The something in the nothingness

Recent studies have shown that a vacuum, previously thought of as a state of total nothingness, is really filled with energy-hungry "virtual particles' that could interfere with high energy collision experiments.

These virtual particles spring in and out of existence until they can seize enough energy to materialise as "real' particles.

In high energy collisions at accelerator labs, some of the original beam energy can be consumed by ripping particle-antiparticle pairs out of the vacuum. Sometimes this process is the very reason for doing the experiment, but sometimes it is only a detriment.

In the Large Hadron Collider (LHC) under construction at the CERN lab in Geneva, a major source of beam losses (particles exiting from the useable beam) for heavy-ion collisions is thought to be an event where the counter-moving ions pass each other and spawn a pair of particles — an electron and positron — one of which (the positron) goes off to oblivion while the other (the electron) latches onto one of the ions.

The charged ion then behaves slightly differently as it races through the chain of powerful magnets that normally steer the particles around the accelerator. After travelling a certain distance, the modified ion will leave its fellows and smash into the beam pipe carrying the beams, heating up the pipe and surrounding magnet coils.
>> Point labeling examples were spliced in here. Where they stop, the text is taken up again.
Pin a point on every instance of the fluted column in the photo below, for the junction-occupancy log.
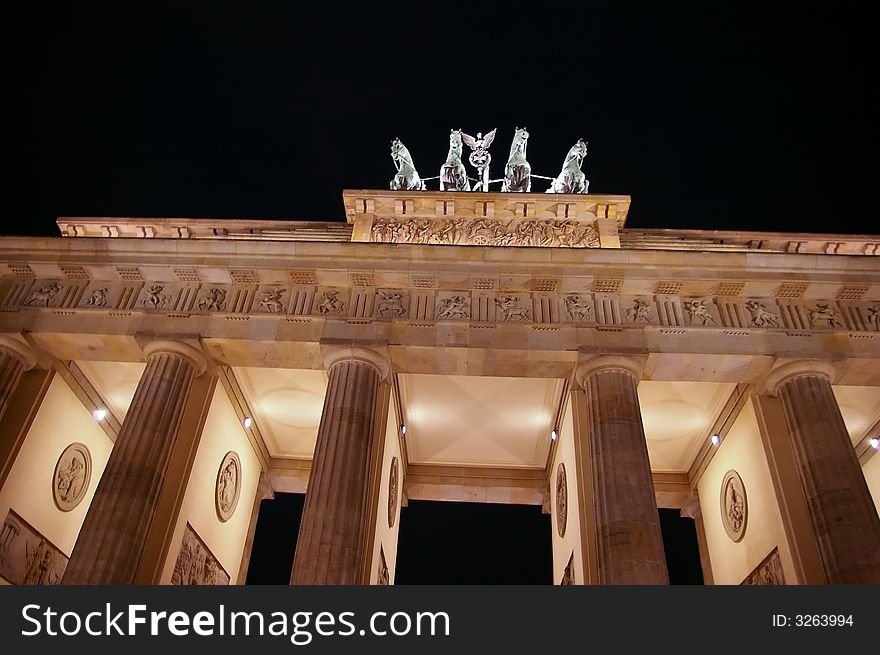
(15, 359)
(112, 539)
(629, 545)
(842, 513)
(331, 544)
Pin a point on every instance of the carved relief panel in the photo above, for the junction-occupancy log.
(453, 306)
(26, 556)
(72, 475)
(228, 486)
(734, 506)
(196, 564)
(271, 299)
(768, 572)
(330, 301)
(390, 303)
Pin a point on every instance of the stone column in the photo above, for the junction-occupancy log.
(264, 492)
(629, 545)
(691, 508)
(332, 544)
(114, 533)
(15, 359)
(845, 522)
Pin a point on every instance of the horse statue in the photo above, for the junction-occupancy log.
(571, 179)
(453, 176)
(407, 178)
(517, 172)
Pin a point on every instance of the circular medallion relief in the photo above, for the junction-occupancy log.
(561, 500)
(392, 493)
(734, 508)
(228, 485)
(72, 474)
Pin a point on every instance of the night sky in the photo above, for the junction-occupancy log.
(752, 116)
(710, 115)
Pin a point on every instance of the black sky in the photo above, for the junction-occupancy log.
(710, 115)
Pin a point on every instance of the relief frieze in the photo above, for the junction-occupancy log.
(486, 232)
(481, 306)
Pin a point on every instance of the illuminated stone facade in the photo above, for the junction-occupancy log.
(234, 359)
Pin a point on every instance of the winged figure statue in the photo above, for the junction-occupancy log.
(480, 157)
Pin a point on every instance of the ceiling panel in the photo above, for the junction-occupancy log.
(479, 421)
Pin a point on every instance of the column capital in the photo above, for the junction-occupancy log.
(375, 357)
(196, 358)
(588, 366)
(783, 372)
(20, 350)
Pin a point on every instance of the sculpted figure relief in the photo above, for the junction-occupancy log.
(823, 316)
(40, 566)
(760, 316)
(330, 304)
(517, 172)
(72, 474)
(571, 179)
(271, 300)
(98, 298)
(389, 304)
(155, 298)
(453, 176)
(486, 232)
(214, 301)
(454, 307)
(43, 295)
(407, 178)
(228, 485)
(510, 310)
(579, 308)
(698, 313)
(874, 316)
(734, 510)
(640, 312)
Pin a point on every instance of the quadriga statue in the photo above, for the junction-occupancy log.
(453, 176)
(407, 178)
(572, 179)
(517, 172)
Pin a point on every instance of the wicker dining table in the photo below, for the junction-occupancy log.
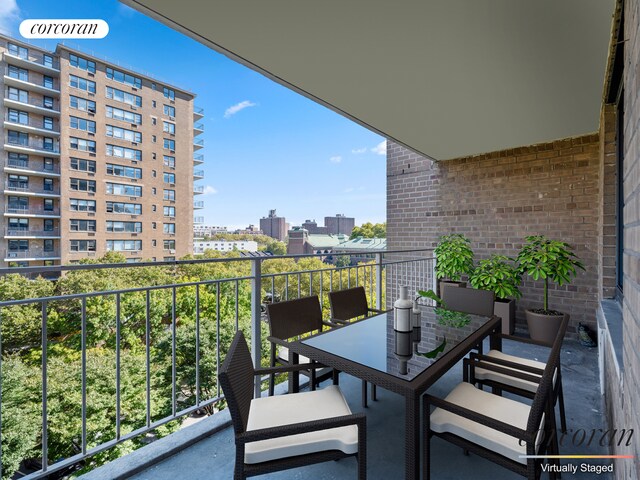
(406, 363)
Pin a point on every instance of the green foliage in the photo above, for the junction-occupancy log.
(370, 230)
(499, 275)
(545, 259)
(454, 257)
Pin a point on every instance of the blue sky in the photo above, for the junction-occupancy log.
(265, 146)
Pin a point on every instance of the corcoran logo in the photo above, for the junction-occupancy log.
(76, 28)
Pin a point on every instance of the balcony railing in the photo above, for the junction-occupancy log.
(181, 330)
(31, 210)
(27, 232)
(33, 144)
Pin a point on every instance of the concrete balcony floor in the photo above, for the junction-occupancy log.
(213, 456)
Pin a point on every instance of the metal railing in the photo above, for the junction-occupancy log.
(181, 327)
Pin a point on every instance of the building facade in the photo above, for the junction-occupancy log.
(274, 226)
(96, 158)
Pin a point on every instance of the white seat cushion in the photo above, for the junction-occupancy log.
(502, 409)
(268, 412)
(484, 374)
(283, 353)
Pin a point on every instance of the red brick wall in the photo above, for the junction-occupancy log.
(497, 199)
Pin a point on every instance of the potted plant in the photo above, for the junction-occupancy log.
(499, 275)
(454, 258)
(548, 260)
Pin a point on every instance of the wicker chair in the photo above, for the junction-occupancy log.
(499, 429)
(468, 300)
(291, 319)
(347, 305)
(288, 431)
(499, 371)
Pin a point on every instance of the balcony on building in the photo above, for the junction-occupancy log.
(32, 82)
(32, 146)
(34, 61)
(33, 104)
(32, 125)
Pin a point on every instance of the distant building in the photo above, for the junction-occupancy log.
(200, 231)
(199, 246)
(313, 228)
(339, 224)
(274, 226)
(250, 230)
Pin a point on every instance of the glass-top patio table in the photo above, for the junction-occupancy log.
(404, 363)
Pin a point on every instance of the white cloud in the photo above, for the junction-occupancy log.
(9, 13)
(381, 148)
(233, 109)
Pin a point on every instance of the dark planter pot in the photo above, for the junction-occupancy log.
(543, 328)
(449, 283)
(506, 309)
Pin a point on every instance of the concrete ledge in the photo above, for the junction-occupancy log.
(147, 456)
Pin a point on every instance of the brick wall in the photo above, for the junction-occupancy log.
(497, 199)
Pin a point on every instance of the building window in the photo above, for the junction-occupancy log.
(169, 127)
(82, 245)
(169, 111)
(128, 227)
(125, 116)
(122, 77)
(123, 133)
(169, 195)
(82, 144)
(82, 84)
(81, 205)
(124, 245)
(169, 93)
(125, 208)
(18, 51)
(122, 171)
(169, 211)
(122, 189)
(122, 152)
(81, 185)
(82, 63)
(82, 104)
(124, 97)
(83, 165)
(82, 225)
(18, 116)
(82, 124)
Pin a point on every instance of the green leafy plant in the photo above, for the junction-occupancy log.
(545, 259)
(454, 257)
(499, 275)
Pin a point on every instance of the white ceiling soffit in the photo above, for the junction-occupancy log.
(446, 78)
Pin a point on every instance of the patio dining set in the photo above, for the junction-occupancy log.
(274, 433)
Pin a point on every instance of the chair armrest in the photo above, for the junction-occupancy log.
(287, 368)
(474, 358)
(358, 419)
(477, 417)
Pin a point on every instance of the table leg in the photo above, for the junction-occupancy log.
(412, 438)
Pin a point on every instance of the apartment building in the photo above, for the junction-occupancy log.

Accelerator physicists sought to observe this effect at the Relativistic Heavy Ion Collider (RHIC) at the Brookhaven Lab on Long Island (which uses around 6.3 TeV of energy per copper nucleus). They found a tiny splash of energy amounting to around 0.0002 W, or about what a firefly puts out.

According to CERN scientist John Jowett, this "bound-free-pair production' will be much more formidable at LHC than at RHIC. The heavier, more highly charged lead nucleus and the larger energies (574 TeV per lead nucleus) used at LHC mean the phenomenon should be some 100,000 times more prominent than the test at RHIC.

This would amount to about 25 watts, the equivalent of a reading lamp, which could be sufficient to heat the magnets in the beam pipe enough to decrease their superconductivity and interrupt the operation.